BYOB – shoppers urged to bring your own bags

Amanda Gamby checks out plastic bag suit worn by Nick Hennessey at BGSU Eco Fair Wednesday.

By JAN LARSON McLAUGHLIN

BG Independent News

 

It’s the ugly sign of spring – the flimsy plastic bags blowing on trees and bushes.

“I bet if you looked out your window wherever you are, you would inevitably see a bag in a tree,” said Wood County Administrator Andrew Kalmar.

But we Americans like our plastic bags. It’s estimated we use 6 billion a year to carry home our groceries and other items. Though some are reused to line wastebaskets and pick up after pets, the vast majority are thrown out.

During a visit to the Wood County Landfill, the county commissioners noticed the screens around the landfill caked with plastic bags.

“It was incredible. There were bags in every tree, in every bush,” Kalmar said.

So the commissioners asked the Wood County Solid Waste District to help the region clean up its act. And that has led Amanda Gamby, environmental educator with the county, to start a campaign called “Got Your Bags?”

“We’re finding them in pretty large quantities when we go out to pickup,” Gamby said of the plastic bags.

“It’s a horrible litter problem,” Kalmar said. “Everybody uses them, but we have to do better.”

So local residents are being asked to either take their own reusable bags to stores, or bring their used plastic bags back to the stores to be recycled. If recycled, the plastic can have a new life as composite lumber, pallets, containers, crates or pipes.

In talking to local residents, Gamby has found that they don’t object to bringing reusable bags to the grocery store – it just hasn’t become part of their routines.

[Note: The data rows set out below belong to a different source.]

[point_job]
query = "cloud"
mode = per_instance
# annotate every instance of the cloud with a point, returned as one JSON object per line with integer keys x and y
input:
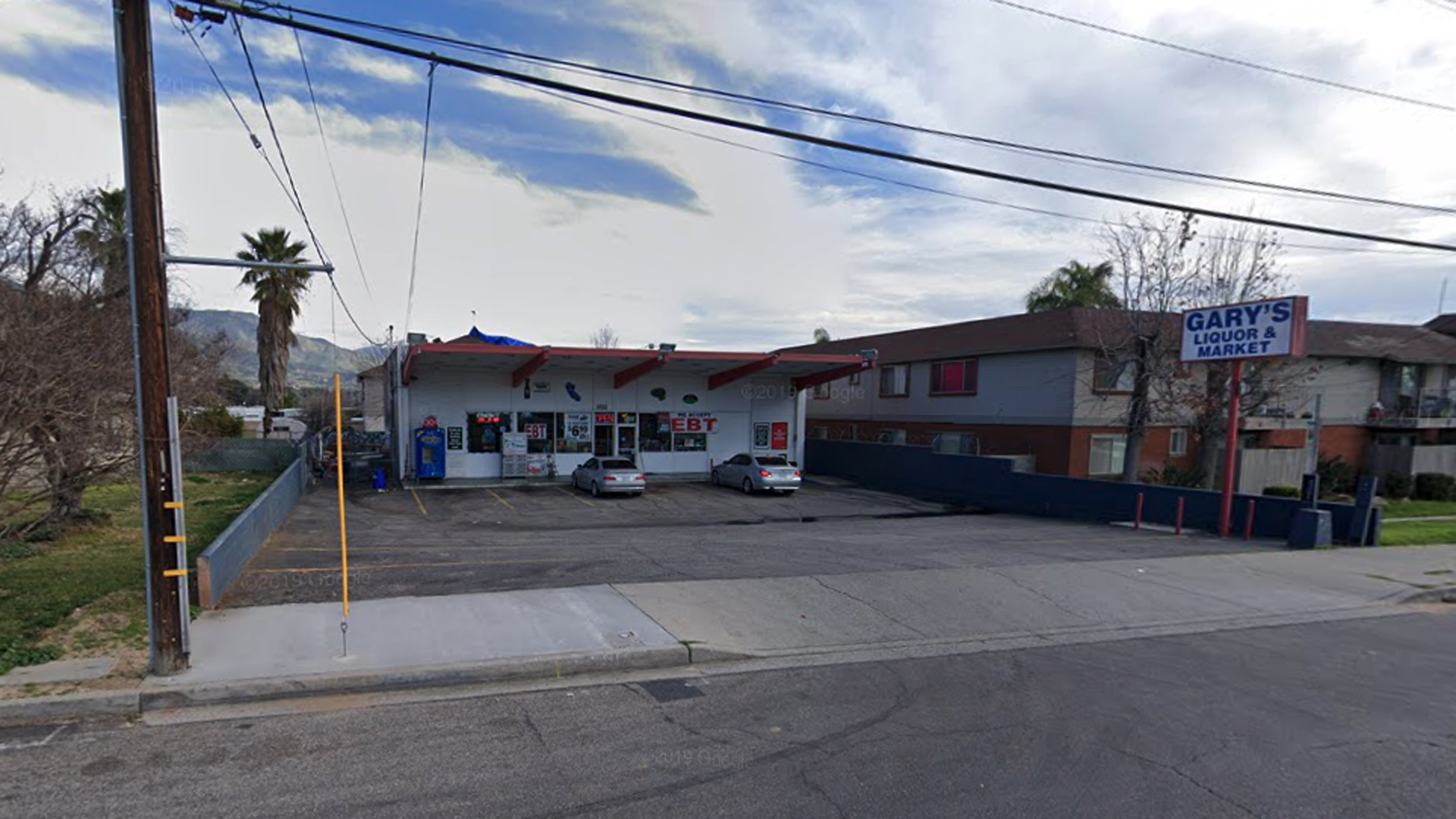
{"x": 34, "y": 27}
{"x": 373, "y": 66}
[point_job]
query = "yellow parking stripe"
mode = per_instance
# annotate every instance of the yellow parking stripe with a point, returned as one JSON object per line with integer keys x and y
{"x": 447, "y": 564}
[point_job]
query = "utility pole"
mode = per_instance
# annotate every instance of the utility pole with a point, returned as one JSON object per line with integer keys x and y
{"x": 149, "y": 333}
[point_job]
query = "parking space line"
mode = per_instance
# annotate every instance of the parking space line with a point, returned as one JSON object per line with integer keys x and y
{"x": 573, "y": 496}
{"x": 447, "y": 564}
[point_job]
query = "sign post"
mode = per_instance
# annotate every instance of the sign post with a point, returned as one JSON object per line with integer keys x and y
{"x": 1273, "y": 328}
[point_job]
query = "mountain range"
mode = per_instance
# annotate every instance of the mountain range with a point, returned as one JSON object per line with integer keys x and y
{"x": 312, "y": 362}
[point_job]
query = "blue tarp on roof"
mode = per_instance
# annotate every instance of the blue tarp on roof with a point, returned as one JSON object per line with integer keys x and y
{"x": 498, "y": 340}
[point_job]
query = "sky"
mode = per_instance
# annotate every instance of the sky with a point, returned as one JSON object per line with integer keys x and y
{"x": 545, "y": 219}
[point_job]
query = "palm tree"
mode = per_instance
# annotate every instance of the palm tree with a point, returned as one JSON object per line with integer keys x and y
{"x": 1075, "y": 284}
{"x": 277, "y": 295}
{"x": 105, "y": 238}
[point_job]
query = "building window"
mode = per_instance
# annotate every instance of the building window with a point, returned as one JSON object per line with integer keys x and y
{"x": 1107, "y": 455}
{"x": 1112, "y": 375}
{"x": 1177, "y": 442}
{"x": 954, "y": 378}
{"x": 894, "y": 381}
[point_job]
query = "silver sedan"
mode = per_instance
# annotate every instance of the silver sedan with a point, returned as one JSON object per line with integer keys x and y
{"x": 753, "y": 472}
{"x": 601, "y": 475}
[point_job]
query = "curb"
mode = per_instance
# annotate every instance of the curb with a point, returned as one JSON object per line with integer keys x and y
{"x": 67, "y": 707}
{"x": 159, "y": 695}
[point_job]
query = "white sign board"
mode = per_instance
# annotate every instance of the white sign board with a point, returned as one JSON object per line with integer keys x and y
{"x": 1253, "y": 330}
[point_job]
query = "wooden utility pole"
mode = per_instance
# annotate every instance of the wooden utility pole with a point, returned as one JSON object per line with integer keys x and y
{"x": 149, "y": 330}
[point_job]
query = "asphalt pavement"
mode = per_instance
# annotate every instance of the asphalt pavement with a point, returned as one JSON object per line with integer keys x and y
{"x": 472, "y": 541}
{"x": 1335, "y": 719}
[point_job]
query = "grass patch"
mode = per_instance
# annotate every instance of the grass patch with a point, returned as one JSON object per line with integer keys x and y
{"x": 1419, "y": 507}
{"x": 1419, "y": 534}
{"x": 99, "y": 566}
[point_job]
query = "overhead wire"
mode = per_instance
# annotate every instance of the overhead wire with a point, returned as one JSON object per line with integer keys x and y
{"x": 419, "y": 202}
{"x": 916, "y": 186}
{"x": 283, "y": 158}
{"x": 328, "y": 156}
{"x": 1228, "y": 60}
{"x": 1076, "y": 158}
{"x": 823, "y": 142}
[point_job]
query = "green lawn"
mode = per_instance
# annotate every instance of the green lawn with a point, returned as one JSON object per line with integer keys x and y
{"x": 102, "y": 563}
{"x": 1419, "y": 534}
{"x": 1419, "y": 507}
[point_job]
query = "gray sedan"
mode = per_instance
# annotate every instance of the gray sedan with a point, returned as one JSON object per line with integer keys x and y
{"x": 615, "y": 475}
{"x": 753, "y": 472}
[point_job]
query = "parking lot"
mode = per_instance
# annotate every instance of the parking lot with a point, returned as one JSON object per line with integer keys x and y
{"x": 491, "y": 539}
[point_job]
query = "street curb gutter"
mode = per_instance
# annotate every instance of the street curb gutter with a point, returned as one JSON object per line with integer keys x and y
{"x": 159, "y": 695}
{"x": 67, "y": 707}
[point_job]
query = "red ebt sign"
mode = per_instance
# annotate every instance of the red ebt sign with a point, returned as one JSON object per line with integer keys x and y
{"x": 1254, "y": 330}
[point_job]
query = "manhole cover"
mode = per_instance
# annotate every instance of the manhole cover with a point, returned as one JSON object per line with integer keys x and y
{"x": 669, "y": 689}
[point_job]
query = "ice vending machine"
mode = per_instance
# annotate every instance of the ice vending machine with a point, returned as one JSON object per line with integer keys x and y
{"x": 430, "y": 450}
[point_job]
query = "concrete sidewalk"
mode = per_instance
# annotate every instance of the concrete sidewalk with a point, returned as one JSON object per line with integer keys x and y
{"x": 1030, "y": 605}
{"x": 270, "y": 651}
{"x": 403, "y": 643}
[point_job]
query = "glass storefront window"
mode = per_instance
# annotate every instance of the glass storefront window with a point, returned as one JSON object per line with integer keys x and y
{"x": 539, "y": 428}
{"x": 654, "y": 431}
{"x": 691, "y": 442}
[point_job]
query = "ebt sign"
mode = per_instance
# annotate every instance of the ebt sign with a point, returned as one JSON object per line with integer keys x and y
{"x": 1253, "y": 330}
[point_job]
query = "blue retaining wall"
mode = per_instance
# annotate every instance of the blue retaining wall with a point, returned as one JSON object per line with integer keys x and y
{"x": 989, "y": 483}
{"x": 224, "y": 558}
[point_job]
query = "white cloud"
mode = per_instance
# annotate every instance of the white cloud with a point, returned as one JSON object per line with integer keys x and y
{"x": 30, "y": 25}
{"x": 370, "y": 64}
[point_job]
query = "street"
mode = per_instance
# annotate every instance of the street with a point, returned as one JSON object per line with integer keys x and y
{"x": 1332, "y": 719}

“It’s not that they don’t want to use the bags, they forget them,” she said.

So Gamby has been handing out “Got Your Bags?” decals to put on car windshields to remind shoppers to either take their reusable bags or return their used plastic bags since most stores have bins to recycle them. Most local stores also sell the reusable bags at the registers for very cheap prices.

Gamby suggested that shoppers could also make a difference by asking that some items not be bagged. “You can say, ‘don’t put my milk in a bag.’” And local stores will be approached about having baggers put more items in each bag.

BGMS student Nina Zhu's winning design for billboard.

BGMS student Nina Zhu’s winning design for billboard.

As another reminder, the solid waste district just held a billboard art contest. The winning student’s art will be asking motorists along Ohio 25 north of Bowling Green if they’ve “Got Your Bags?”

On Wednesday, Gamby had a table set up at the Bowling Green State University Eco Fair. She wasn’t the only one asking people to reduce use of plastic bags. Nick Hennessy, campus sustainability director, was actually wearing a suit made of 500 plastic bags.

Matthew Cunningham, a BGSU senior, said a trash audit on campus revealed how much is thrown away at the university. Approximately 2,000 plastic bags are handed out from dining services and the bookstore each day, he said.

A simple step was enacted earlier this year asking cashiers on campus to not automatically put purchases in plastic bags. That step saved 18,750 plastic bags from being landfilled in the last two months, Cunningham said.

“These are things you use for any hour, then last for a century,” in landfills, he said. “Those are ending up in our waterways. Every little thing counts.”